Schwere juristische Niederlage für die Rechtsaußenpartei: Der deutsche Verfassungsschutz darf die AfD weiter als „rechtsextremen Verdachtsfall“ beobachten. Was die AfD von der FPÖ unterscheidet und warum sie bei den nächsten Wahlen trotz aller Vorwürfe kaum aufzuhalten ist, erklärt Deutschland-Korrespondent Christoph Zotter.

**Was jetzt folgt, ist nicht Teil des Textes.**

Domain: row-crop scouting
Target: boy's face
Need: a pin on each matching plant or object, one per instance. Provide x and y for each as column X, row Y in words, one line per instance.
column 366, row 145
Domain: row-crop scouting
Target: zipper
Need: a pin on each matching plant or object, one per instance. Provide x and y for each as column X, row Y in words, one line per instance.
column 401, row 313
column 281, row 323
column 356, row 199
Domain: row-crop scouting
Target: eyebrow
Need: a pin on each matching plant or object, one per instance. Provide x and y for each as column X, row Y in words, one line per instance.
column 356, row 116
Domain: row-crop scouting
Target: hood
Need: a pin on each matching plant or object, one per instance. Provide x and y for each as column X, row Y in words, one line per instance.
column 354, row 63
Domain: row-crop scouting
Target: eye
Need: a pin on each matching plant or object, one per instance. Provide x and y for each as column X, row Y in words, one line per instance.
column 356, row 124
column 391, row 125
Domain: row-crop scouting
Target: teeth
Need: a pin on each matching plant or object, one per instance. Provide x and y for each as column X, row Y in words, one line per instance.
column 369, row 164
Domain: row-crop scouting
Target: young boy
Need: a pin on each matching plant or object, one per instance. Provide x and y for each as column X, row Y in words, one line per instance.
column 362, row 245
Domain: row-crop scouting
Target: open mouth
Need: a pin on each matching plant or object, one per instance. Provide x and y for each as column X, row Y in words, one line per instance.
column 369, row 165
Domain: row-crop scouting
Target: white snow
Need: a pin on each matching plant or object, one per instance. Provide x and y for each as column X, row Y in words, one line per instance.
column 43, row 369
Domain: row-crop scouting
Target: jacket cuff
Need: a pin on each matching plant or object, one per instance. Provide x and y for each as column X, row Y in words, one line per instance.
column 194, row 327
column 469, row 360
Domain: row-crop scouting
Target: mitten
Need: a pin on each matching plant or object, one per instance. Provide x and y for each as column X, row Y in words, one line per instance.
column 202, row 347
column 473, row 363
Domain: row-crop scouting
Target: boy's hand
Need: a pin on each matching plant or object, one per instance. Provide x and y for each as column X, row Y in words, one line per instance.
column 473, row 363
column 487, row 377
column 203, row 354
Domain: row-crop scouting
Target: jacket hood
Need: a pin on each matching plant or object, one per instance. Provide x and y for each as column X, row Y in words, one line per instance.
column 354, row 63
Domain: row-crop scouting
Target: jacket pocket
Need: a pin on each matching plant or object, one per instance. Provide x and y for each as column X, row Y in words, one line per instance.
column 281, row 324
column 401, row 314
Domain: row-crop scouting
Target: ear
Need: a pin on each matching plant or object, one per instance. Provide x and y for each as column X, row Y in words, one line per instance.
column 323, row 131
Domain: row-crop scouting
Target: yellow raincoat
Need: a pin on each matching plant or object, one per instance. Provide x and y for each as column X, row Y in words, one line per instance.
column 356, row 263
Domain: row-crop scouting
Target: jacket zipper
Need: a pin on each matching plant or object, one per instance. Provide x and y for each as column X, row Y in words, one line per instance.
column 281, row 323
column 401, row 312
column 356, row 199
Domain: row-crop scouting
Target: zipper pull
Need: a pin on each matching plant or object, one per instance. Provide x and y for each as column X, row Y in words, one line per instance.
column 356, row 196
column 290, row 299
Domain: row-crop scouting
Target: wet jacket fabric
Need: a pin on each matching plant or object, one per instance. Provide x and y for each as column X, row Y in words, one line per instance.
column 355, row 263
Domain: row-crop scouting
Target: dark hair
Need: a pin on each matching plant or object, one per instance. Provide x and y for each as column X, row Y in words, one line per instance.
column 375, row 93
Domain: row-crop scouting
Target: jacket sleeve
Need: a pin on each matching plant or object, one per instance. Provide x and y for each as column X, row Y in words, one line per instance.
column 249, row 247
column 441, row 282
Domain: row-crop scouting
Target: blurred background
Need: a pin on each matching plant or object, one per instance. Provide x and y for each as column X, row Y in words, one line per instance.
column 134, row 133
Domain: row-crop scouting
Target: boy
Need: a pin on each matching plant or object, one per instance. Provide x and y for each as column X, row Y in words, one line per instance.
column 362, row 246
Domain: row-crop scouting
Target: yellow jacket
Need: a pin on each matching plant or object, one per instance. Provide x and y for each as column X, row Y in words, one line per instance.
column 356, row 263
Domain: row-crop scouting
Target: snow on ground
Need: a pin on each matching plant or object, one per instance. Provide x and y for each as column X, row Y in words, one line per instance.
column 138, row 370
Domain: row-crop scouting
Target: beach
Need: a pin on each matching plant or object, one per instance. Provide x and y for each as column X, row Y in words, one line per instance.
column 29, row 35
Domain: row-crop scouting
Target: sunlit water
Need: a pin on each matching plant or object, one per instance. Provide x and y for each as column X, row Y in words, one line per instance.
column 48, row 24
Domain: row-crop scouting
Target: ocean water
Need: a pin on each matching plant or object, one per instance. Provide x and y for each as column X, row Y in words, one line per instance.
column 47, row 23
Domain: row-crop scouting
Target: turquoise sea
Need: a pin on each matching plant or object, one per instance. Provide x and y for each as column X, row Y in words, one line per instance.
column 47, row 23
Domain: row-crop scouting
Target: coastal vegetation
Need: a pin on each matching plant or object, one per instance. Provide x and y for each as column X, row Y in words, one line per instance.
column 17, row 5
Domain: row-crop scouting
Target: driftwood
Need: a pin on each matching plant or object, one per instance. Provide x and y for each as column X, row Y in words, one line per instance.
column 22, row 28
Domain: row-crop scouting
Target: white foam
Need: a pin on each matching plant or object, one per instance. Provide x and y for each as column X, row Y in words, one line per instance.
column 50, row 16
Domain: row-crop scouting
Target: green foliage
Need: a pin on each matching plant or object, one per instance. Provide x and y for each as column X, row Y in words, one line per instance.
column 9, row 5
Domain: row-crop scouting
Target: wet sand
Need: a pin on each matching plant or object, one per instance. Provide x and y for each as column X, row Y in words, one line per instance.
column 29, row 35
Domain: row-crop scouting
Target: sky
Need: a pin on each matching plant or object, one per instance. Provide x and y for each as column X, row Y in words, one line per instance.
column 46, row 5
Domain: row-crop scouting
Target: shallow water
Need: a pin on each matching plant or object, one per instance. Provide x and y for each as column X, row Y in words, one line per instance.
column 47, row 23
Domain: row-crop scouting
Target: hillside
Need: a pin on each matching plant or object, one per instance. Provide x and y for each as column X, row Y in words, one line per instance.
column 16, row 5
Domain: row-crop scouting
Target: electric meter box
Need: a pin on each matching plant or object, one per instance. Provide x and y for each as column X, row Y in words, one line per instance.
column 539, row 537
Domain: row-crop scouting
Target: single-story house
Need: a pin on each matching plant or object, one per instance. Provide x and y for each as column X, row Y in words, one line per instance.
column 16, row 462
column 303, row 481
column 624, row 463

Die rechte „Alternative für Deutschland“ (AfD) musste Anfang der Woche eine schwere juristische Niederlage einstecken: Der Deutsche Verfassungsschutz darf die Partei weiter als „rechtsextremen Verdachtsfall“ beobachten. Das hat am Montag das Oberverwaltungsgericht in Münster festgestellt.

Warum manche die AfD in Deutschland sogar von Wahlen ausschließen wollen, ihr Verhältnis zur FPÖ und schwere Vorwürfe gegen die rechten Vordenker der Partei besprechen „Presse“-Deutschland-Korrespondent Christoph Zotter und David Freudenthaler.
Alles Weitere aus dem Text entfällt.